Existing inventory planning software are either “legacy, pre-archaic from before eCommerce or geared towards small businesses.” There was a clear lack of and need for software for growing, brand-based businesses with revenue 10 million and above that was struggling to scale to become the next large enterprise. For Rachel, supply chain pain points were all solvable with software – “very complicated but doable.”
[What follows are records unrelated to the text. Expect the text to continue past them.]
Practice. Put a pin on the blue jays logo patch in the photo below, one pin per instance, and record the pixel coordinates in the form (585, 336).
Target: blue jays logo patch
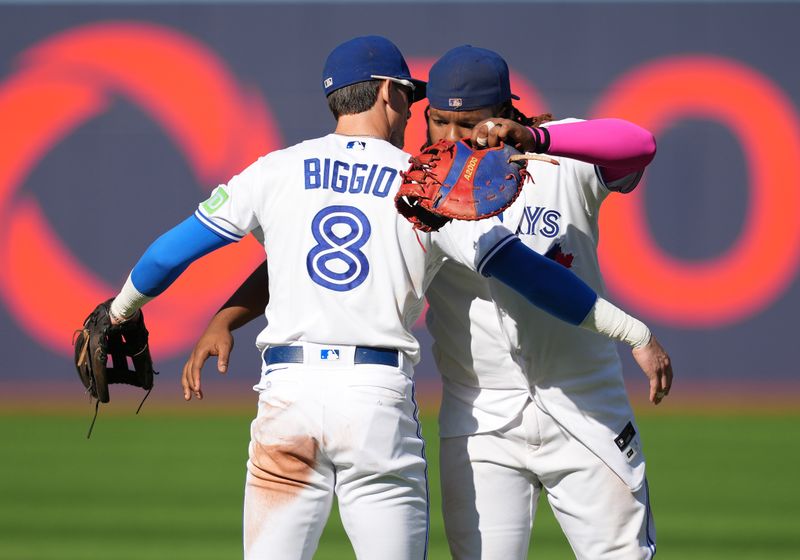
(357, 145)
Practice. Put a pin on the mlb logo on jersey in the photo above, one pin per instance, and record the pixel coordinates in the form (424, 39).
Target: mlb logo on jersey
(329, 354)
(358, 145)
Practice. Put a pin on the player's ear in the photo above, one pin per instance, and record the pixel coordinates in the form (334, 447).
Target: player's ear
(385, 91)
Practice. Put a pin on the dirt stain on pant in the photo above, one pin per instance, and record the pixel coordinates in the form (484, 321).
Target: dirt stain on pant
(278, 473)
From Stanford Classmates to Co-Founders

Fuse Inventory team
After graduating from Stanford, Rachel worked at early stage startups as a software developer. She worked at a street fashion startup before the term “influencer” even existed, and it was this experience that introduced her to the world of eCommerce at a time when Shoedazzle was making a name for itself and other companies were changing the way eCommerce was done via new business models or products. It was then that she decided to enter the eCommerce space.
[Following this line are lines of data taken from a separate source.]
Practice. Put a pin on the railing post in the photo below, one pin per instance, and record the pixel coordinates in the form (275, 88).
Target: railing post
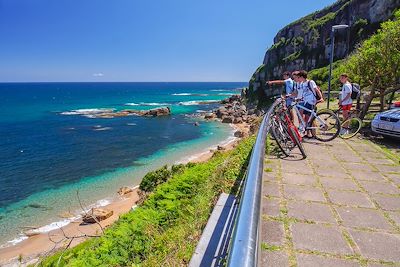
(245, 240)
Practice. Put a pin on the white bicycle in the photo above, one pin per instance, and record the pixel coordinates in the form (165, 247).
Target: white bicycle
(324, 124)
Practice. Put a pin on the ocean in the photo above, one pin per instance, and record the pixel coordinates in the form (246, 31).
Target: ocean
(52, 147)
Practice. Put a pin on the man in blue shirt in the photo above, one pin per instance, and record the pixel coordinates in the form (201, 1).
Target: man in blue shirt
(289, 85)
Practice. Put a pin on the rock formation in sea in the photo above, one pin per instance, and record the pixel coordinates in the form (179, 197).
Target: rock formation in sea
(305, 43)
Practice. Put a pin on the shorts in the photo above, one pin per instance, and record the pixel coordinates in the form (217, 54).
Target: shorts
(308, 106)
(347, 107)
(289, 101)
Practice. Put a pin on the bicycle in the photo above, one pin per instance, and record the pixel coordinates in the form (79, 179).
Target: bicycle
(284, 131)
(351, 126)
(324, 124)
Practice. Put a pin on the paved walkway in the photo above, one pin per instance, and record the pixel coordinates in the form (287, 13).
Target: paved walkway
(339, 207)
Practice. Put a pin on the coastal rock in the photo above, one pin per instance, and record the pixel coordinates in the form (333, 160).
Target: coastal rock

“Everything we touch in the world is inventory. The chair that I’m sitting on is inventory, the laptop that I’m using, the cup of coffee that I’m drinking. All of that is inventory, so it is a large, lucrative market, which is what gets us excited.”
– Rachel Liaw, CEO and Co-Founder of Fuse Inventory
Rachel would eventually co-found Parasol in 2014, a baby brand that sold diapers. Through working with manufacturers in Belgium and working on R&D to source the top sheets to create the softest material, she was exposed to more pain points in the supply chain area.
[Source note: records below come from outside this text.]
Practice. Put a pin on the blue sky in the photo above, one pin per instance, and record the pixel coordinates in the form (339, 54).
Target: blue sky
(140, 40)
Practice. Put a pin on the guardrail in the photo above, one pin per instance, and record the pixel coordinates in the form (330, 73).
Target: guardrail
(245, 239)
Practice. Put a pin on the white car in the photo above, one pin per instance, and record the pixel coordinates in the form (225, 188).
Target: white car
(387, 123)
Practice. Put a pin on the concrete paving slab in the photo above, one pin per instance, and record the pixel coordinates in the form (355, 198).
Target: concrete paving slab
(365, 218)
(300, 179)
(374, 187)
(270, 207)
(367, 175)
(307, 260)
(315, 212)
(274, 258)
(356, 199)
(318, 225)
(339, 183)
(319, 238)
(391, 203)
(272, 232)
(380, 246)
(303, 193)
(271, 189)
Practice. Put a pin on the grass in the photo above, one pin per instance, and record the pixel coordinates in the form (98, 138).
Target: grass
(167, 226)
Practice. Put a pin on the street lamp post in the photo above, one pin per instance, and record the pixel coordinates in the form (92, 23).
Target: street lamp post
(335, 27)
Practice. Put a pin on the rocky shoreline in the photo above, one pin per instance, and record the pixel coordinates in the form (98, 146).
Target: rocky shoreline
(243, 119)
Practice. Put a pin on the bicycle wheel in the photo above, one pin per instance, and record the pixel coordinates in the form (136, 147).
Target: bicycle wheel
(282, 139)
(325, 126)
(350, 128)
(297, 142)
In reimagining the way supply chain should be done, she co-founded Fuse Inventory with her good friend from undergrad, Bridget Vuong. They had studied abroad in Japan, worked on CS projects, and discovered they worked well together. “Bridget was the top of her class at Stanford, an 100x engineer,” Rachel said.
Rachel and her team, with previous experience from Tableau, Google, Waze, and their dual expertise in software and supply chain allowed them create the inventory software they imagined through big data and machine learning. Rachel is on a multi-year year leave of absence from UCLA Law and working on Fuse full-time.
Fuse, a Cloud-based Inventory Planning Solution
Fuse eliminates the “messy web of Excel sheets” and reduces human error to help growing businesses plan their inventory and prevent overstock and stock outs. Its proprietary algorithm makes forecasts using statistics and predictive analytics. The cloud based planning system integrates with the business’s eCommerce storefront, warehouses, 3PL, ERP and accounting software, and wholesalers.
Customers can get an overview of everything in stock as well as look at specific SKUs. The software flags “urgent restocks, batch orders tailored to buy cycles, and recommends order details based on variables like lead time, weeks on hand, velocity of sales, and marketing promotions.”
A Scalable and Promising Future
“By being a truly cloud based platform, not only is our software scalable, but we can start an industry-wide trend through leveraging machine learning and data analytics, newer technology that older software cannot leverage.”
– Rachel Liaw, CEO and Co-Founder of Fuse Inventory

In terms of competition, besides existing software, they are well ahead of similar startups. “No one has really found any issues with our product. It all boils down to how much investors believe,” said Rachel.
Another differentiator: Fuse is led by two female, minority founders. Only time will reveal how this impacts Fuse. For the time being, the future looks promising.